Yes, we can even take as a small but noteworthy example the first image Pope Benedict used the evening he was announced to be the new Pope. He accepted the daunting task as successor of St. Peter by referring to himself as "a humble servant in the vineyard of the Lord" . . .

FATHER JOSEPH CAROLA: Agreed. It is a lovely image.

Can we say then that Pope Benedict's homiletic method is patristic, at least in so far as he first confronts the text of Scripture itself head on, particularly some of its more beautiful images, and from there he begins to expound upon the chosen text with a certain theological verve and aesthetic? In short, would it be fair to say that Pope Benedict is a biblical theologian, much in the same way the Fathers were?

FATHER CAROLA: Yes, true, but the distinction we make today between biblical theology and systematic theology did not exist at the time of the Fathers.

To read Scripture and to comment on it was the object, the heart and soul of all theology.

But to go back a bit and answer the question of what can we possibly expect from Pope Benedict in terms of his Augustinian theology, we must go back to Augustine's central idea of grace and the primacy of the divine initiative in the life of the Church and the individual.

As I said, Benedict believes that Pelagianism is the chief perennial heresy of today. This, I think, will certainly shape and direct his continuing theological enterprise and his way of living in the Church and governing her.

4. Thomas vs. Augustine

Does the current pontiff's Augustinian-patristic proclivity and his Franciscan-Bonaventuran preference conflict with the perennial theology and philosophy of St. Thomas Aquinas that the Church has always esteemed so highly?

FATHER CAROLA: I would never go so far as to say that Pope Benedict XVI is a Thomist. One more likely finds him in an Augustinian-Bonaventuran line of thought.

But let me share with you a story. Annually, I would take the students of my patristics seminar to the Thursday morning Mass which Cardinal Ratzinger celebrated each week at the Teutonic College inside the Vatican. The last time that I went happened also to be the day on which you asked His Eminence to celebrate your wedding.
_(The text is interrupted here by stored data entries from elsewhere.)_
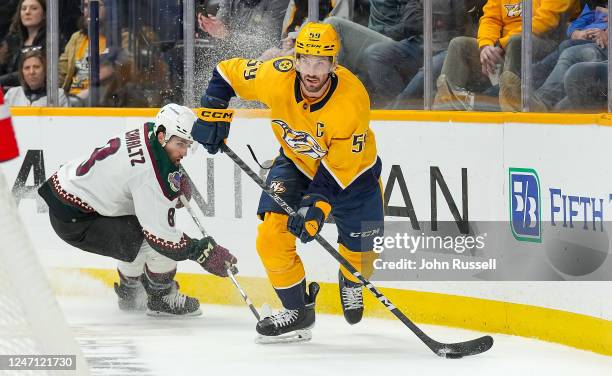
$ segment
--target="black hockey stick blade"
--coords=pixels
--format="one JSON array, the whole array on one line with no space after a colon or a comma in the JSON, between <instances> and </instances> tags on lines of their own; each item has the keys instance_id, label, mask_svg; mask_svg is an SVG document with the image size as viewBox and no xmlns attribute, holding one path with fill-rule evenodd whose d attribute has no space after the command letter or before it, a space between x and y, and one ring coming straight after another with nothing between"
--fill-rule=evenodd
<instances>
[{"instance_id":1,"label":"black hockey stick blade","mask_svg":"<svg viewBox=\"0 0 612 376\"><path fill-rule=\"evenodd\" d=\"M436 355L443 358L459 359L463 358L464 356L477 355L489 350L493 346L493 337L482 336L471 341L458 343L433 342L435 343L428 345L429 348L436 353Z\"/></svg>"}]
</instances>

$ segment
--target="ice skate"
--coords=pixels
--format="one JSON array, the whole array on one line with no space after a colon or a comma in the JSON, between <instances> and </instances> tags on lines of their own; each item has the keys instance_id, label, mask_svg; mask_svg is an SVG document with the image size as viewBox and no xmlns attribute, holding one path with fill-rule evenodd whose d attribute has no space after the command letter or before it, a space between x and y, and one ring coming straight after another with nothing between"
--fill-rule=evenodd
<instances>
[{"instance_id":1,"label":"ice skate","mask_svg":"<svg viewBox=\"0 0 612 376\"><path fill-rule=\"evenodd\" d=\"M301 309L284 309L257 323L256 343L305 342L312 339L310 329L315 324L315 302L319 284L311 282L306 295L306 305Z\"/></svg>"},{"instance_id":2,"label":"ice skate","mask_svg":"<svg viewBox=\"0 0 612 376\"><path fill-rule=\"evenodd\" d=\"M351 325L357 324L363 317L363 286L344 278L339 271L338 287L344 318Z\"/></svg>"},{"instance_id":3,"label":"ice skate","mask_svg":"<svg viewBox=\"0 0 612 376\"><path fill-rule=\"evenodd\" d=\"M149 295L147 315L155 317L191 317L202 314L198 299L182 294L176 281L166 288L155 288L142 278L143 286Z\"/></svg>"},{"instance_id":4,"label":"ice skate","mask_svg":"<svg viewBox=\"0 0 612 376\"><path fill-rule=\"evenodd\" d=\"M147 309L147 292L140 281L133 284L115 282L114 288L120 310L144 312Z\"/></svg>"}]
</instances>

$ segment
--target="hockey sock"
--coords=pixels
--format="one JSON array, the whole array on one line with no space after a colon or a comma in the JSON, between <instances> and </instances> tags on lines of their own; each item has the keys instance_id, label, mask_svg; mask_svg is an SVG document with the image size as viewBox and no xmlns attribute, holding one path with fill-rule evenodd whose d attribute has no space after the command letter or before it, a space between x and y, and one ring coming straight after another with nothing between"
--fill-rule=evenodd
<instances>
[{"instance_id":1,"label":"hockey sock","mask_svg":"<svg viewBox=\"0 0 612 376\"><path fill-rule=\"evenodd\" d=\"M150 293L163 292L172 287L174 276L176 275L176 269L173 269L166 273L154 273L145 264L144 276L146 278L147 291Z\"/></svg>"},{"instance_id":2,"label":"hockey sock","mask_svg":"<svg viewBox=\"0 0 612 376\"><path fill-rule=\"evenodd\" d=\"M304 307L304 265L295 247L295 236L287 230L285 214L265 213L257 229L257 252L270 283L287 309Z\"/></svg>"},{"instance_id":3,"label":"hockey sock","mask_svg":"<svg viewBox=\"0 0 612 376\"><path fill-rule=\"evenodd\" d=\"M376 260L377 254L374 251L365 251L365 252L356 252L351 251L346 248L344 245L340 244L339 247L340 254L344 257L351 265L357 269L361 275L365 278L370 278L372 272L374 271L374 260ZM344 278L348 279L351 282L361 284L357 277L349 273L348 270L344 266L340 266L340 271Z\"/></svg>"},{"instance_id":4,"label":"hockey sock","mask_svg":"<svg viewBox=\"0 0 612 376\"><path fill-rule=\"evenodd\" d=\"M119 281L121 284L126 287L137 287L140 284L140 276L130 277L123 273L121 270L117 269L117 273L119 273Z\"/></svg>"},{"instance_id":5,"label":"hockey sock","mask_svg":"<svg viewBox=\"0 0 612 376\"><path fill-rule=\"evenodd\" d=\"M288 288L275 288L276 295L286 309L302 309L306 305L306 280Z\"/></svg>"}]
</instances>

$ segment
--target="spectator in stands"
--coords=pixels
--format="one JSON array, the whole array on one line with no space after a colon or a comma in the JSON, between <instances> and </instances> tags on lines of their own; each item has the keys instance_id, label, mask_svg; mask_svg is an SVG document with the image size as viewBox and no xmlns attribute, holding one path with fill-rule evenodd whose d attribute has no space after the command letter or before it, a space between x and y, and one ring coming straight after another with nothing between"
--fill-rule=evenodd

When he greeted my students, he asked us what we were studying, and I told him that the previous afternoon, in conjunction with the works of Origen and Augustine, we had discussed his sermons on Creation.

He said to me: "Well, I hope you were gentle."

He meant, of course, with him and his writings!

I told him that we did, in fact, have some questions.

He asked: "What are they?"

Here was the Cardinal Prefect of the CDF willing to engage a group of seminarians and their professor in debate! I was humbled and amazed.

I pointed out that in his sermons he preached that God created man in view of becoming man.

So, I asked him if he held a Scotist view of the Incarnation, in other words, that the Incarnation was always intended regardless of whether the Fall would have happened or not, as opposed to a Thomistic view, which argues that the Incarnation is a direct result of the Fall.

Cardinal Ratzinger advised me that I should not create an undue opposition between the Scotist and the Thomistic positions.

And it struck me then and still does now that Pope Benedict holds to a hermeneutic of continuity rather than one of opposition. He holds to a reconciliatory vision of what others would possibly see as opposing lines of thought. And so, the cardinal pointed out that St. Thomas in fact wrote that God created man in view of Christ (Summa Theologiae II-II, question 2, article 7).

For clarification's sake, I asked him: "You mean the second chapter of Genesis, not the third which deals with the Fall?"

He responded: "Correct, the second chapter."

I use this brief exchange as an example to point out that although the Holy Father is clearly Augustinian and Bonaventuran in his personal theological vision he is not so to the detriment of other schools of thought in the Catholic tradition, in particular to the venerable contributions of St. Thomas Aquinas.

Anthony Valle is an American writer in Rome.